Шуарле накинул на нее плащ, но Далхаэшь прихватила его только на груди, свободной рукой держа меня за подол.
— Принц Лаа-Гра приказал своим солдатам перерезать всех! — зачастила она, поглядывая то на дверь, то на меня. — Я жива лишь потому, что этим убийцам захотелось меня! Они сочли, что я — уже мертвая женщина, и что это им так сойдет, ну а я смогла убежать, и вот они теперь торчат за твоей дверью, чтобы добить меня, когда я выйду!
— Им захотелось? — услышала я из-за спины насмешливый и злой голос Раадрашь. — Или ты предложила, надеясь на отсрочку? Ты, ничтожество…
Далхаэшь задохнулась, как будто слова Раадрашь петлей сжали ее горло, вскочила и взмахнула руками в безмолвной злобе и отчаянии.
— Зачем же? — вырвалось у меня. — Какая теперь разница, Раадрашь?
— Разница?! — отчеканила Раадрашь, взмахнув хвостом, как бичом. — Разница — честь и доблесть, Лиалешь, это же понятно! Честные — убиты, уцелела — вот эта, мелкая тварь, развратница, предательница!
— Ты, демоница, не женщина, ты — метательный нож! — закричала Далхаэшь в настоящей ярости, прерывая слова всхлипываниями. Ее крик снова разбудил Эда и тот заревел спросонья. Сейад хмуро посмотрела на Далхаэшь, но той было все равно, она защищалась. — Ты никогда ничего не чувствовала, ты сама убийца, понять убийцу тебе легче, чем жертву! Тебе плевать на жизнь, ты из тех, кто умирает, смеясь — а я жить хочу! Ты ненавидишь меня, потому что я — моложе, я — человек, я родить могу! Я… — на этих словах Раадрашь отвесила ей пощечину, от которой Далхаэшь села на ложе, прижимая ладонь к щеке. — Я хочу жить, я еще хочу стать счастливой, — закончила она тише.
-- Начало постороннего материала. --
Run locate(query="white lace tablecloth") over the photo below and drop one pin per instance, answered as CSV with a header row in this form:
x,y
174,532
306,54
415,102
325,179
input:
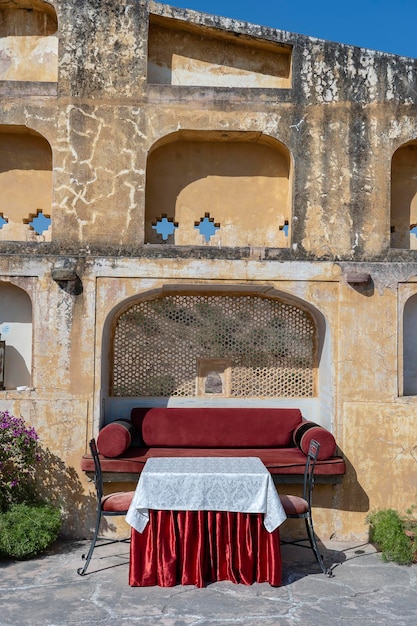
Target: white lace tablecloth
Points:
x,y
238,484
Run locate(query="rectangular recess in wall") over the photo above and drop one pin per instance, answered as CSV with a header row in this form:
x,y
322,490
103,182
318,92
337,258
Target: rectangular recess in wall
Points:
x,y
191,55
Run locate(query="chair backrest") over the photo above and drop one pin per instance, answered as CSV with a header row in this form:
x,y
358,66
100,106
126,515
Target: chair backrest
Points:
x,y
98,477
308,484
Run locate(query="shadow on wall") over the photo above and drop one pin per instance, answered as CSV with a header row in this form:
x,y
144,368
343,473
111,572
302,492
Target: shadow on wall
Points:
x,y
16,372
61,485
348,495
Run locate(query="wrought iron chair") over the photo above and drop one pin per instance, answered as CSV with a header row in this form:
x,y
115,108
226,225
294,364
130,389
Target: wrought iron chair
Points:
x,y
297,507
111,505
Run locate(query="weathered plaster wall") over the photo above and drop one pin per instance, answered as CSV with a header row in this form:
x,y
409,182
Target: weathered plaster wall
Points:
x,y
340,117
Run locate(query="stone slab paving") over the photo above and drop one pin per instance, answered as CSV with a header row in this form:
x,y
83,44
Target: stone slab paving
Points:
x,y
364,591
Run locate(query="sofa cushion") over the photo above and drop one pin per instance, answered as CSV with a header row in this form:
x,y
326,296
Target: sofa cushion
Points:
x,y
307,431
115,438
288,461
217,427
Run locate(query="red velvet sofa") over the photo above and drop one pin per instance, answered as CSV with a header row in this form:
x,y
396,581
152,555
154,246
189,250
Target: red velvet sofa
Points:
x,y
279,437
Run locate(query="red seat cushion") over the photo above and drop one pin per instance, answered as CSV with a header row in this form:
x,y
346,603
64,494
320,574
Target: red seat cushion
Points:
x,y
117,502
307,431
115,438
287,461
218,427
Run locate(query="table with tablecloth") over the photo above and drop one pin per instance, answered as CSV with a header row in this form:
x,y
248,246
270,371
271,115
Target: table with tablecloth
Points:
x,y
197,520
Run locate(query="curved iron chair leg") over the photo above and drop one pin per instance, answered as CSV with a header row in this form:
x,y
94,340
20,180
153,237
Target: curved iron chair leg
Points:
x,y
82,570
313,542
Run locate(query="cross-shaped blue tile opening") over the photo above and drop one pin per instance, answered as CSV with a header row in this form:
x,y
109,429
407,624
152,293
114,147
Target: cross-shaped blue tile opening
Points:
x,y
207,228
164,227
40,223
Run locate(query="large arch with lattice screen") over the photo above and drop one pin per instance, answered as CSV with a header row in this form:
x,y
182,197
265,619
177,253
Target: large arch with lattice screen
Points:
x,y
249,346
201,346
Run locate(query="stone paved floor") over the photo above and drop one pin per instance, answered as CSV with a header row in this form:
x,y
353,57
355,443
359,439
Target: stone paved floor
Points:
x,y
364,591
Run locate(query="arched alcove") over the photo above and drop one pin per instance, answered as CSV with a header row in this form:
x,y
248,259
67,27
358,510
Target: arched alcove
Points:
x,y
202,346
28,41
404,197
25,185
410,347
16,330
220,189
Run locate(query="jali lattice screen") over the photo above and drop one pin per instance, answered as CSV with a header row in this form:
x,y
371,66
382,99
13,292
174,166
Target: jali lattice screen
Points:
x,y
269,343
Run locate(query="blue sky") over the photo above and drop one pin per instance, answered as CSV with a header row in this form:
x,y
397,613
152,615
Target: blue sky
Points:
x,y
385,25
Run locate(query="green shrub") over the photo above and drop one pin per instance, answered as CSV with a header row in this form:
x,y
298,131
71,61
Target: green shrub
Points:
x,y
27,530
387,530
19,456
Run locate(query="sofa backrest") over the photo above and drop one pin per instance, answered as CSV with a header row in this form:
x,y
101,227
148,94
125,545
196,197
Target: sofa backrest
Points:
x,y
216,427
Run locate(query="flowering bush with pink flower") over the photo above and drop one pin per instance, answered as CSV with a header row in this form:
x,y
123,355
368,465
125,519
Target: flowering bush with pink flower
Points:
x,y
19,454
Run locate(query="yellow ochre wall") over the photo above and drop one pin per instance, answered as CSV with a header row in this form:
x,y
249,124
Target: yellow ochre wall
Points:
x,y
301,150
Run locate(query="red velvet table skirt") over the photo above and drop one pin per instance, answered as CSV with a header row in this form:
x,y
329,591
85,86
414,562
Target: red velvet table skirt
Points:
x,y
199,547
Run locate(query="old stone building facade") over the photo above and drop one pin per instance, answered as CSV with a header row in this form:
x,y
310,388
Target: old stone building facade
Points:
x,y
196,210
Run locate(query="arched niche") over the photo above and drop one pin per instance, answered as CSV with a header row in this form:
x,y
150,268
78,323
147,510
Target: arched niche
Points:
x,y
25,185
160,348
28,41
404,197
16,330
218,188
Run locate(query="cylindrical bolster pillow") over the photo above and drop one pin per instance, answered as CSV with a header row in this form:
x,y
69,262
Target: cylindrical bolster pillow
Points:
x,y
115,438
307,431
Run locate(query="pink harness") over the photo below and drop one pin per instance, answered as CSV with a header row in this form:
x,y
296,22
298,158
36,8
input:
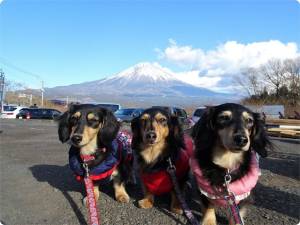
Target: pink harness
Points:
x,y
240,188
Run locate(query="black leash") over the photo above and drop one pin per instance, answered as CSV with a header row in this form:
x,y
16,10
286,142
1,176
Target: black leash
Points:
x,y
188,213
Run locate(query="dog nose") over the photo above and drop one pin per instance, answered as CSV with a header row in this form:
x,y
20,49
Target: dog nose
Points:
x,y
240,140
76,139
151,136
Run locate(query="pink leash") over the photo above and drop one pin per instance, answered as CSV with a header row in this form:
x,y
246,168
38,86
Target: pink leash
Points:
x,y
91,201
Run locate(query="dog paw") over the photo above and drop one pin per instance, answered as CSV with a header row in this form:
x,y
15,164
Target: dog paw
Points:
x,y
123,198
145,203
177,210
84,201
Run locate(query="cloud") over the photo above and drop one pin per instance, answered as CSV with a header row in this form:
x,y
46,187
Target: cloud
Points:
x,y
209,68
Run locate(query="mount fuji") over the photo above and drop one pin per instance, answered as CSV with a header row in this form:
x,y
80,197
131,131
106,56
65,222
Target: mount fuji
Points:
x,y
146,83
— Да, я ее ненавижу, — сказала мне Раадрашь
— Ты же ненавидишь и Тхарайя! — выкрикнула Далхаэшь, которой эта реплика будто придала новых сил. Дернувшись в сторону Раадрашь, она запнулась о труп солдата и даже не заметила этого. — Что он тебе?! Ты не терпишь его постельных дел, это знают все!
— Я не люблю моего мужа, зато я люблю моего принца, — сказала Раадрашь, окаменев лицом. — И он один для меня. А тебе, как жалкой собачонке, все равно, кому подставиться, был бы он кобелем.
— Потому что тебе, кованому железу, никогда не понять, для чего нужны постельные дела!
Шуарле отвернулся от бранящихся с болезненным отвращением на лице. Я поняла, что Далхаэшь не уймется и не замолчит, и сказала с нажимом, хоть мне было нестерпимо вступать в разговор такого рода:
— Далхаэшь, я не хочу это слушать. И прошу тебя перестать кричать рядом с ребенком.
В этот миг Далхаэшь вспомнила, что ей грозит смертельная опасность, и что она прибежала искать моей милости — она снова протянула руки к моей одежде, но Раадрашь ударила ее по пальцам.
— Лиалешь, ты защитишь меня? — спросила Далхаэшь умоляюще. — Ведь правда? Я всегда знала, что ты добрее и справедливее, чем Старшая… видишь, я уже замолчала, я виновата, я не подумала, но не стану больше говорить громко…
— Оденься, — сказала я. — Я рада, что ты осталась жива.
— Рада?! — удивилась Раадрашь.
— Конечно, — сказала я устало. — Смерти меня не радуют. Ничьи. Никогда. И пожалуйста, пожалуйста, Раадрашь, дорогая, держи себя в руках. Нас мало, и мы в беде.
Раадрашь прижалась щекой к моей щеке.
— Знаешь, что? — шепнула она мне в ухо. — В любви я завидую не тебе. Я завидую Тхарайя.
— Исключительно вовремя, — вздохнула я. — Милая, дорогая, сестра моя, давай обсудим это потом?
Раадрашь кивнула. Шуарле убрал мои волосы под бахрому платка. Мне хотелось пойти к Лаа-Гра с открытым лицом, но вовремя пришло в голову, что это будет оскорбительно и дурно выглядеть в глазах мужчин Ашури: я прикрыла углом платка нижнюю часть лица и укуталась в плащ.
Я еще рассчитывала на понимание.
Солдаты шли впереди, а мы — за ними.
Близнецы растворились в сумерках ночного Дворца — светильники в переходах горели через раз — но я чувствовала, что они следуют за нами, бдительно следя за каждым шорохом и движением окрест. Я уже ничего не боялась. Мне казалось, что за несколько часов этой ночи я видела больше смертей, чем иной солдат за день войны — и стала, в какой-то степени, жестче душой.
Мне нужна была внутренняя готовность к борьбе — и я была готова. Я только все время думала про Зумруа, который прибежал меня предупредить, зная наверняка, что будет убит. Ему приказала госпожа Бальшь? Или он хотел спасти меня? Он, шпион, склочник, заносчивый кастрат с замашками вельможи?